Scope of work during FCL
After the Incident Review is completed, the team(s) focus is on preventing similar problems from recurring and improving detection. This should include, but is not limited to:
- Address immediate corrective actions to prevent incident reoccurrence in the short term
- Introduce changes to reduce incident detection time (improve collected metrics, service level monitoring, which users are impacted)
- Introduce changes to reduce mitigation time (improve rollout process through feature flags, and clean rollbacks)
- Ensure that the incident is reproducible in environments outside of production (Detect issues in staging, increase end-to-end integration test coverage)
- Improve development test coverage to detect problems (Harden unit testing, make it simpler to detect problems during reviews)
- Create issues with general process improvements or asks for other teams
Examples of this work include, but are not limited to:
- Fixing items from the Incident Review which are identified as causal or contributing to the incident.
- Improving observability
- Improving unit test coverage
- Adding integration tests
- Improving service level monitoring
- Improving symmetry of pre-production environments
- Improving the GitLab Performance Tool
- Adding mock data to tests or environments
- Making process improvements
- Populating their backlog with further reliability work
- Security work
- Improve communication and workflows with other teams or counterparts
Any work for the specific team kicked off during this period must be completed, even if it takes longer than the duration of the FCL. Any work directly related to the incident should be kicked off and completed even if the FCL is over. Work paused due to the FCL should be the priority to resume after the FCL is over. Items created for other teams or on a global level don’t affect the end of the FCL.
A stable counterpart from Infrastructure will be available to review and consult on the work plan for Development Department FCLs. Infrastructure FCLs will be evaluated by an Infrastructure Director.

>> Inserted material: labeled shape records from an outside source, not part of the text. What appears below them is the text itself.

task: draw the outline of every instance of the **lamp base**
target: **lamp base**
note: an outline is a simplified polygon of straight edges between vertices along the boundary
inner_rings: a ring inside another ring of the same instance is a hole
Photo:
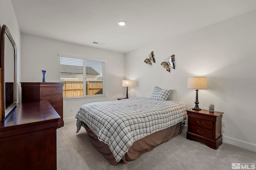
[[[201,110],[201,109],[199,107],[194,107],[192,108],[192,110]]]

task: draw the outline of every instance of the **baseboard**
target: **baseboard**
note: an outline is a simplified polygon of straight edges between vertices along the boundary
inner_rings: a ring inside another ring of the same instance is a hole
[[[188,125],[182,125],[182,131],[186,133],[188,131]],[[222,135],[222,141],[240,148],[256,152],[256,145],[254,143],[250,143],[225,135]]]
[[[67,118],[63,119],[63,121],[65,123],[70,122],[71,121],[76,121],[76,119],[75,117],[68,117]]]
[[[226,136],[222,136],[223,142],[256,152],[256,145]]]

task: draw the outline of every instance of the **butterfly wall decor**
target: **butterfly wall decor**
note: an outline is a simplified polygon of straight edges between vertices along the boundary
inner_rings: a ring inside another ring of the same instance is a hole
[[[174,61],[175,61],[175,55],[173,55],[171,57],[169,57],[167,58],[167,61],[164,61],[161,63],[161,65],[166,68],[166,70],[169,72],[170,72],[171,71],[170,66],[172,67],[172,68],[175,69],[175,65],[174,64]]]
[[[149,57],[148,58],[144,60],[144,62],[146,64],[149,64],[150,66],[152,66],[152,63],[156,63],[156,59],[155,59],[155,55],[154,54],[154,52],[152,51],[149,55]]]

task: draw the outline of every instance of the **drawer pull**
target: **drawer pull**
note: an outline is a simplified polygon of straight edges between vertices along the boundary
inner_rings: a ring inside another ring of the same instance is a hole
[[[204,131],[202,131],[202,132],[200,132],[199,131],[199,130],[197,130],[197,131],[198,131],[198,133],[204,133]]]
[[[200,125],[203,125],[204,122],[202,122],[202,123],[200,123],[199,121],[197,121],[197,123]]]

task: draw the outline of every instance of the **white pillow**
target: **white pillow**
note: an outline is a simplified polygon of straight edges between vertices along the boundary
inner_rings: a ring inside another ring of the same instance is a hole
[[[166,100],[172,92],[171,90],[164,90],[158,86],[154,88],[150,98],[161,100]]]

The Product Analytics team is responsible for maintaining Engineering Performance Indicators. Work regarding KPI / RPI is tracked using the Product Analytics task intake tracker.
Manual verification
We manually verify that our code works as expected.
Automated test coverage is essential,
but manual verification provides a higher level of confidence that features behave as intended and bugs are fixed.
We manually verify issues when they are in the workflow::verification
state.
Generally, after you have manually verified something, you can close the associated issue.
See the Product Development Flow to learn more about this issue state.
We manually verify in the staging environment whenever possible.
In certain cases we may need to manually verify in the production environment.
If you need to test features that are built for GitLab Ultimate then you can get added to the issue-reproduce
group on production and staging environments by asking in the #development Slack channel.
These groups are on an Ultimate plan.
Critical Customer Escalations
We follow the below process when existing critical customer escalations
requires immediate scheduling of bug fixes or development effort.
Requirements for critical escalation
- Customer is in critical escalation state
- The issues escalated have critical business impact to the customer, determined by Customer Success and Support Engineering leadership
- Failure to expedite scheduling may have cascading business impact to GitLab
- Approval from a VP from Customer Success AND a Director of Support Engineering are required to expedite scheduling
Process
- The issue priority is set to
~"priority::1"
regardless of severity
- The label
~"critical-customer-escalation"
is applied to the issue
- The issue is scheduled within 1 business day
- For issues of type features, approval from the Product DRI is needed.
- The DRI or their delegate provides daily process updates in the escalated customer slack channel
DRI
- If issue is type bug DRI is the Director of Development
- If issue is type feature DRI is the Director of Product
- If issue requires Infrastructure work the DRI is the Engineering Manager in Infrastructure
The DRI can use the customer critical merge requests process to expedite code review & merge.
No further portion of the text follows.